Nicholas Denyer: Sun and Line: The Role of the Good

Nicholas Denyer’s article, Sun and Line: The Role of the Good, looks at Plato’s theory of forms through teleological considerations. He starts off his argument by examining the good, as it relates to the form of artifacts: “the Good has the privileged position of being what accounts for the existence and intelligibility of Forms” (Denyer 284). Ideal artifacts can be understood through teleological examinations. When looking at the features of an artifact, it is important to find the most important features, ideal features. These are the perfect feature that lead to the Goodness of the artifact: “the Good accounts in this way for every aspect of the ideal [artifact]” (Denyer 285).
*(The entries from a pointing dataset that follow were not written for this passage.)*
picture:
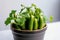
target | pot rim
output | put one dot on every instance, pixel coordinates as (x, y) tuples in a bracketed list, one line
[(38, 30)]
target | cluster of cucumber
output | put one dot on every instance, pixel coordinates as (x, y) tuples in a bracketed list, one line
[(28, 19)]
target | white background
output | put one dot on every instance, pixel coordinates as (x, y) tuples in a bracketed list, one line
[(50, 7)]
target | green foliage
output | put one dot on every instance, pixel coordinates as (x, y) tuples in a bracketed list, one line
[(28, 19)]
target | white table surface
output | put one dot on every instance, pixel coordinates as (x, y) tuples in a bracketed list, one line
[(52, 32)]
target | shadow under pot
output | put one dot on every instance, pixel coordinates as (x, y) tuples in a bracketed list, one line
[(28, 35)]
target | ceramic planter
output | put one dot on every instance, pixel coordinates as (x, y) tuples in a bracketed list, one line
[(28, 35)]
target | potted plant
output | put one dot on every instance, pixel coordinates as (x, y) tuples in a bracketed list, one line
[(28, 24)]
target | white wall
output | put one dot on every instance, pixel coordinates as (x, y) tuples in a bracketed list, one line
[(50, 7)]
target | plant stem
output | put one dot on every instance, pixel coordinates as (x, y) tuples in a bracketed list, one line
[(35, 24)]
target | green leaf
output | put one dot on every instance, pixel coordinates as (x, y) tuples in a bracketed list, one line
[(33, 5), (51, 18), (21, 21), (35, 27), (12, 14), (8, 20)]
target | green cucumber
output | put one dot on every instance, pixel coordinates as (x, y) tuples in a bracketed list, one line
[(35, 24), (31, 22)]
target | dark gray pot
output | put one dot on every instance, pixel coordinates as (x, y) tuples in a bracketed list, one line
[(28, 35)]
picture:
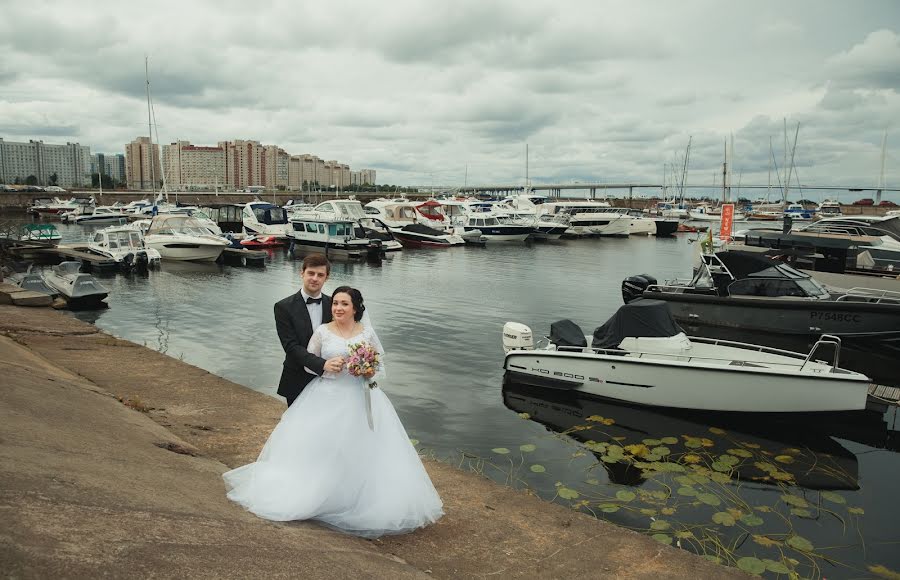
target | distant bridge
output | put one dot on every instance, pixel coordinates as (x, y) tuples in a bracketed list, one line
[(555, 189)]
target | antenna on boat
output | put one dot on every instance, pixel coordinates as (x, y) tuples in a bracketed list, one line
[(881, 178), (149, 123)]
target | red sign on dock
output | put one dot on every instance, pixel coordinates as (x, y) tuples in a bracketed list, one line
[(727, 221)]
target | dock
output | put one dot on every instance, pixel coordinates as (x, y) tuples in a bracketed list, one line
[(243, 257)]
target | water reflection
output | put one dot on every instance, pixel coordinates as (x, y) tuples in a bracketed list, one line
[(805, 445)]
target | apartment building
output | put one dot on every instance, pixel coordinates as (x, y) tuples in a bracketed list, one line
[(113, 165), (64, 165), (143, 169), (190, 166)]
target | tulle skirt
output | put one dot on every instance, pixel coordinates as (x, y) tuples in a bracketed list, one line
[(324, 462)]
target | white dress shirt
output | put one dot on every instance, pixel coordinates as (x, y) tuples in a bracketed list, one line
[(314, 309)]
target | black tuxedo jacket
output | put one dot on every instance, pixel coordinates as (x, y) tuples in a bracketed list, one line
[(294, 330)]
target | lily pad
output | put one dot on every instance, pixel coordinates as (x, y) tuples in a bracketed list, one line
[(776, 567), (739, 453), (723, 519), (800, 543), (794, 500), (751, 520), (709, 499), (751, 565)]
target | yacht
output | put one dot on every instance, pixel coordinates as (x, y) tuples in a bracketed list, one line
[(588, 218), (79, 289), (183, 238), (332, 234), (264, 219), (125, 245)]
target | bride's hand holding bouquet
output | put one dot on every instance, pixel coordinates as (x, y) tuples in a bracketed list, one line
[(364, 361)]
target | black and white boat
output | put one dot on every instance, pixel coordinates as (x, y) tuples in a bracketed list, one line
[(80, 290), (641, 355), (332, 235)]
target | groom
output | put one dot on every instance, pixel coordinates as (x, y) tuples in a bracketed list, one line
[(296, 318)]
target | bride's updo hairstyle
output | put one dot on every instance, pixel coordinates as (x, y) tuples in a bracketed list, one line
[(355, 298)]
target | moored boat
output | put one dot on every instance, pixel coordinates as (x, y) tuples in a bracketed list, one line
[(642, 356)]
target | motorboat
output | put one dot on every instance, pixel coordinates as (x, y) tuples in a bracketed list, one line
[(745, 291), (101, 215), (829, 208), (323, 231), (125, 245), (489, 226), (80, 290), (641, 356), (183, 238), (266, 219), (587, 218), (41, 233)]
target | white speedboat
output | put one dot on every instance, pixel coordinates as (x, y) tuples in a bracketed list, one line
[(79, 289), (124, 244), (44, 233), (642, 356), (183, 238)]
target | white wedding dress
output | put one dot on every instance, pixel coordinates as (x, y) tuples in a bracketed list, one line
[(324, 462)]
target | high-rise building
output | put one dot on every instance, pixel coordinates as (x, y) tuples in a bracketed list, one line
[(242, 163), (191, 166), (64, 165), (142, 165)]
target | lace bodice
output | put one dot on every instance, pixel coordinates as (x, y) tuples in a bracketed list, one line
[(327, 344)]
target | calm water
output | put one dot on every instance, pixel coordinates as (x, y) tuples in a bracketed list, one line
[(813, 494)]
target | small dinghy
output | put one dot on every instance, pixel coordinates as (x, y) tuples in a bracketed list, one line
[(642, 356), (80, 290)]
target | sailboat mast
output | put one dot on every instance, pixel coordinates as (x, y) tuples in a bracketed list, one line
[(881, 177), (149, 125)]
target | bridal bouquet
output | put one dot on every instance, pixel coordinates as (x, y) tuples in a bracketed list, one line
[(364, 360)]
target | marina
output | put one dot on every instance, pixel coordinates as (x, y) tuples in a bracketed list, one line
[(440, 313)]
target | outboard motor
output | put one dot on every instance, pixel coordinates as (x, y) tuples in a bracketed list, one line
[(633, 287), (517, 336)]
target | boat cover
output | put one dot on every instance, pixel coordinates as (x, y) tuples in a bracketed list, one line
[(641, 318), (565, 333), (422, 229)]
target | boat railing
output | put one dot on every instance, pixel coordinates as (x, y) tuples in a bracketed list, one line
[(870, 295), (687, 357), (824, 341)]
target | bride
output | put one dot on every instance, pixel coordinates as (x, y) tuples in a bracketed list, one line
[(340, 455)]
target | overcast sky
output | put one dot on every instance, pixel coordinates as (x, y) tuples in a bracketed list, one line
[(423, 90)]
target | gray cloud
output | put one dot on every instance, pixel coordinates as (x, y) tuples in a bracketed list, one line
[(600, 90)]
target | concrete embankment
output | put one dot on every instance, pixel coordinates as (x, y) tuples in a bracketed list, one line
[(112, 456)]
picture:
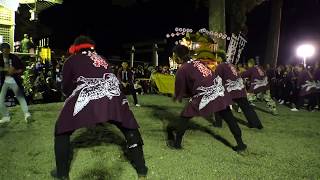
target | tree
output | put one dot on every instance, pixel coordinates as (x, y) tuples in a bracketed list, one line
[(236, 12), (271, 56)]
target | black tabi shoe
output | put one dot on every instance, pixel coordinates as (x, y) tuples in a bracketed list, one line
[(54, 174), (173, 145), (217, 125), (142, 173), (240, 148)]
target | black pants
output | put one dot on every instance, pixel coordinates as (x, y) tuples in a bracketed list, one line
[(225, 114), (249, 113), (130, 88), (64, 152)]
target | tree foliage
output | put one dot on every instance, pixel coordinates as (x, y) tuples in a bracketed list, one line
[(238, 11)]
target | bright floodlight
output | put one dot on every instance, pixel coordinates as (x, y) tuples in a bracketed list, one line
[(305, 51)]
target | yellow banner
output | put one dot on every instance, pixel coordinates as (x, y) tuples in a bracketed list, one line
[(164, 82), (45, 54)]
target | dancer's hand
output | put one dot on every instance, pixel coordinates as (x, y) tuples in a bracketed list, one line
[(11, 71), (3, 69)]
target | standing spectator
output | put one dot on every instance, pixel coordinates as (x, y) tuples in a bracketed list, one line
[(259, 86), (26, 44), (126, 77)]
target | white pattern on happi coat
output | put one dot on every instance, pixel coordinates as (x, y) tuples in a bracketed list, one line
[(260, 83), (234, 85), (95, 88), (210, 93)]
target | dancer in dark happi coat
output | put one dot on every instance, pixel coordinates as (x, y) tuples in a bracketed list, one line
[(306, 88), (259, 86), (207, 96), (93, 96), (236, 90)]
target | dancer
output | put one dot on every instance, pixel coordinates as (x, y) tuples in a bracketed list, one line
[(11, 69), (236, 89), (207, 96), (94, 97)]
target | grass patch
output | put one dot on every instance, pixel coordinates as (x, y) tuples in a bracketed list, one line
[(287, 148)]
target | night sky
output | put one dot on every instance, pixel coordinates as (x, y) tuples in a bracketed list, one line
[(113, 24)]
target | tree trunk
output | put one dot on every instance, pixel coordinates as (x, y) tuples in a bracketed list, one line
[(217, 19), (274, 33)]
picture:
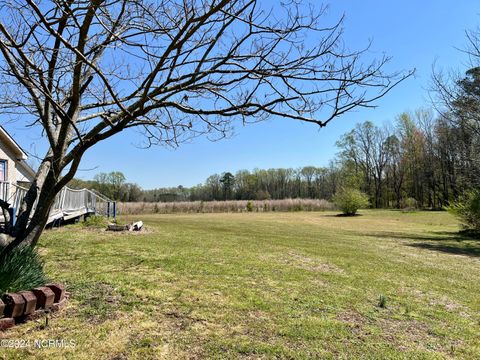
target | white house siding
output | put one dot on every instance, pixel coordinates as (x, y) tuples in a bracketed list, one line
[(23, 175), (9, 156)]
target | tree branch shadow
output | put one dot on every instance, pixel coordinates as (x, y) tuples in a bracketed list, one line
[(456, 243)]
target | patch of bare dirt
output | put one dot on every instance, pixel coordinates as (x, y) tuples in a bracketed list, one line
[(307, 263)]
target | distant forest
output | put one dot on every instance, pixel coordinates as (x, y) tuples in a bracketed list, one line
[(419, 158)]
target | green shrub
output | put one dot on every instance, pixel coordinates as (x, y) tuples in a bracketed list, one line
[(95, 221), (22, 270), (382, 301), (467, 209), (410, 204), (350, 200)]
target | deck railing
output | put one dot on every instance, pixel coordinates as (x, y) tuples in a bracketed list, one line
[(4, 190), (67, 202)]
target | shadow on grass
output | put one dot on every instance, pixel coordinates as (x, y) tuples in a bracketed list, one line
[(457, 243)]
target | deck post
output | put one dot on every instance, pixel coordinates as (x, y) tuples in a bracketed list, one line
[(13, 216)]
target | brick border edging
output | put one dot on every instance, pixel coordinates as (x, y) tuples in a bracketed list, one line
[(23, 306)]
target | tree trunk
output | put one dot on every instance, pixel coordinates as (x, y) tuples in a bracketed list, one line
[(28, 228)]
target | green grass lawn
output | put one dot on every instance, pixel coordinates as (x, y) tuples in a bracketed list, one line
[(265, 285)]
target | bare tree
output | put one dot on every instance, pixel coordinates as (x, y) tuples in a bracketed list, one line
[(86, 70)]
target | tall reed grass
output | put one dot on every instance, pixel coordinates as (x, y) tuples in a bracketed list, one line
[(235, 206)]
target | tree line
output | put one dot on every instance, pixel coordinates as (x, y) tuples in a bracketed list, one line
[(420, 159)]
The good is what causes the ideal artifacts existence and “intelligibility”. (Denyer 284-285)

            To determine what aspects of an artifact are pertinent to the Good, we must use thought: “When, in the light of the Good, we come to understand a form, we must, claims the analogy with the sun, use our minds, not our senses’ (Denyer 285). What mans perceives the Good to be is not what it truly is, because the senses cannot determine the form of Good; this is why man often falls short of understanding the theory of forms. Denyer argues that man’s teleological understanding often falls short due to the failure to understand the time frame, the inability of ideal objects to be reduced to perceptible objects, and the number of objects distinct from perception that share the same name. Denyer days, “the truths about ideal artifacts that we can discern by the light of the Good are everlasting and unshakably true” (Denyer 287). These truths are timeless and are unchangeable. The second reason why our teleological understanding fails is because of the names given to ideal objects. Once a name is given to the form of an ideal artifact, it can be inferred that there is another artifact that can be compared to the ideal one. This would lower the first artifact down, from the ideal, to the level of perception. The third defect in our teleological understanding results from the multitude of objects that share the definition of the ideal object. Dneyer give the example of a flat surface, and how the term flat surface could be attributed to many different objects. He then states how mathematics tries to establish ideals through a seemingly non teleological way. (Denyer 286-289)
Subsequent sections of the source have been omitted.